After months of negotiations, Gov. DeSantis and Marcellus W. Osceola Jr, the chairperson of the Seminole Tribal Nation, finally agreed on a 74-page tribal-state gaming expansion arrangement in April. This new compact grants the Seminole tribe exclusive rights to offer a full slate of casino games in the state. Additionally, the tribe will also be receiving 40% of the profits generated from any sports betting activity conducted in Florida.
In return, the Seminoles would then guarantee The Sunshine State an annual revenue of $20 million in a revenue-sharing agreement for the next 3 decades. So, over the 30 years, Florida is expected to rake in $500 million from the deal. When the compact was tabled in the state legislature last month, it received overwhelming support and was passed in the Senate and House on May 18th and 19th, respectively. After Florida legislators gave the tribal-state compact a thumbs up, Gov. DeSantis signed it off about a week later, on May 25th.

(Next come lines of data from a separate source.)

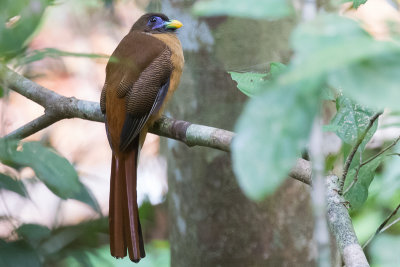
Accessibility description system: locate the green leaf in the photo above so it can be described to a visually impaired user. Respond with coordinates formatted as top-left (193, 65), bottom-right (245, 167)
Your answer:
top-left (353, 0), bottom-right (367, 8)
top-left (229, 72), bottom-right (268, 97)
top-left (378, 153), bottom-right (400, 203)
top-left (279, 15), bottom-right (400, 110)
top-left (0, 139), bottom-right (81, 199)
top-left (0, 239), bottom-right (42, 267)
top-left (344, 155), bottom-right (384, 210)
top-left (330, 51), bottom-right (400, 110)
top-left (368, 233), bottom-right (400, 267)
top-left (193, 0), bottom-right (294, 19)
top-left (229, 62), bottom-right (287, 97)
top-left (70, 182), bottom-right (101, 214)
top-left (16, 224), bottom-right (51, 248)
top-left (328, 96), bottom-right (378, 150)
top-left (0, 0), bottom-right (50, 59)
top-left (0, 173), bottom-right (28, 197)
top-left (232, 82), bottom-right (319, 200)
top-left (282, 15), bottom-right (399, 85)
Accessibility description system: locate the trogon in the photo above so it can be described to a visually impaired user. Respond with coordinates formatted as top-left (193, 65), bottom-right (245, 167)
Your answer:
top-left (100, 13), bottom-right (184, 262)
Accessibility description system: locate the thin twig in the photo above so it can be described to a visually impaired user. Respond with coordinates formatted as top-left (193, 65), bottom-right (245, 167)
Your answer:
top-left (343, 136), bottom-right (400, 195)
top-left (326, 175), bottom-right (369, 267)
top-left (339, 111), bottom-right (383, 194)
top-left (362, 204), bottom-right (400, 249)
top-left (309, 116), bottom-right (331, 267)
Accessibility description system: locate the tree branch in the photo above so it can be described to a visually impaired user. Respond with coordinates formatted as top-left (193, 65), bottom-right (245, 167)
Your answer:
top-left (327, 175), bottom-right (369, 267)
top-left (0, 65), bottom-right (368, 266)
top-left (339, 111), bottom-right (383, 194)
top-left (309, 118), bottom-right (331, 267)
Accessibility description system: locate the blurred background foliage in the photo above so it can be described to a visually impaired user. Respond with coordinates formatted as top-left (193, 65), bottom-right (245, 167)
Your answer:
top-left (0, 0), bottom-right (400, 266)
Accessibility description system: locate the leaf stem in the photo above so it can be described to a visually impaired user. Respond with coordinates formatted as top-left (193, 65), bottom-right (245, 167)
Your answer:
top-left (339, 111), bottom-right (383, 195)
top-left (343, 136), bottom-right (400, 195)
top-left (343, 136), bottom-right (400, 195)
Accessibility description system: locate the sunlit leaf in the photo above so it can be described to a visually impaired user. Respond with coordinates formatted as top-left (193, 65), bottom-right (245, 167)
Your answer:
top-left (344, 155), bottom-right (384, 210)
top-left (283, 15), bottom-right (399, 85)
top-left (232, 82), bottom-right (319, 200)
top-left (193, 0), bottom-right (293, 19)
top-left (0, 239), bottom-right (42, 267)
top-left (16, 224), bottom-right (51, 248)
top-left (0, 173), bottom-right (27, 197)
top-left (330, 51), bottom-right (400, 110)
top-left (352, 0), bottom-right (367, 8)
top-left (280, 15), bottom-right (400, 110)
top-left (229, 71), bottom-right (268, 97)
top-left (368, 233), bottom-right (400, 267)
top-left (328, 96), bottom-right (378, 150)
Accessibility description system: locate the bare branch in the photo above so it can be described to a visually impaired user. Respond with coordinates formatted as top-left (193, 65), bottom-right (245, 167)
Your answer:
top-left (339, 111), bottom-right (383, 194)
top-left (6, 114), bottom-right (58, 139)
top-left (309, 116), bottom-right (331, 267)
top-left (0, 65), bottom-right (368, 266)
top-left (327, 175), bottom-right (369, 267)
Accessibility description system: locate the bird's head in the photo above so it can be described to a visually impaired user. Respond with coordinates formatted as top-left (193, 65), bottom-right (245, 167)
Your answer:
top-left (131, 13), bottom-right (183, 33)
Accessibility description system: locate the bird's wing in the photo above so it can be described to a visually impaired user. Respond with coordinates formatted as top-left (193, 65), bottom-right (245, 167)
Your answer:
top-left (120, 47), bottom-right (172, 151)
top-left (100, 32), bottom-right (173, 151)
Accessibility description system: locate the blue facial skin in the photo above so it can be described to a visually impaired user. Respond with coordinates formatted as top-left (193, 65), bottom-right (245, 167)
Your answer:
top-left (147, 17), bottom-right (165, 30)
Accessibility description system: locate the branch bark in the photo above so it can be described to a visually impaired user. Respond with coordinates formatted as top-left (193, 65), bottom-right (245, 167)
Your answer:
top-left (0, 65), bottom-right (368, 266)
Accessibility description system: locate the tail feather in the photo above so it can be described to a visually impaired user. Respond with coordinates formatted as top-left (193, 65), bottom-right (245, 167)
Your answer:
top-left (109, 138), bottom-right (145, 262)
top-left (109, 155), bottom-right (126, 258)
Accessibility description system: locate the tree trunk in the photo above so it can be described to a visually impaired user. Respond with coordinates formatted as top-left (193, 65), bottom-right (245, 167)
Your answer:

Following Gov. DeSantis’s approval of the Seminole gaming compact, the only remaining hurdle for the bill before it can take effect is an okay from the DOI. After the governor’s signature on the compact, the DoI has 45 days to either approve, reject or take no action. Mind you, if the DOI decides not to take any action, state law considers the non-action an approval.
But now, the mayor of Miami Beach, Florida, is pushing for DOI’s rejection of the deal, suggesting that it sidesteps the law and was passed in the legislature with ulterior motives.
Gov DeSantis Dismisses Gelber’s Calls to Reject the Seminole Gaming Compact
Aside from the question of whether the compact is legal or not based on how opposers of the compact interpret the state and federal law, Gelber’s letter claims that the compact contains language that has non-tribal intentions. In the letter to the DOI, the mayor says in part:
Quote“I support the goals of the Indian Gaming Regulatory Act (“IGRA”), namely, to provide Native American tribes with a pathway to greater independence and economic vitality. But the Florida Compact you are considering was not crafted in pursuit of those goals. It was simply a vehicle hijacked by non-tribal casino interests who fully corrupted the legislative and executive process in order to obtain advantages outside of tribal land and in direct contravention to the interests of Floridians.”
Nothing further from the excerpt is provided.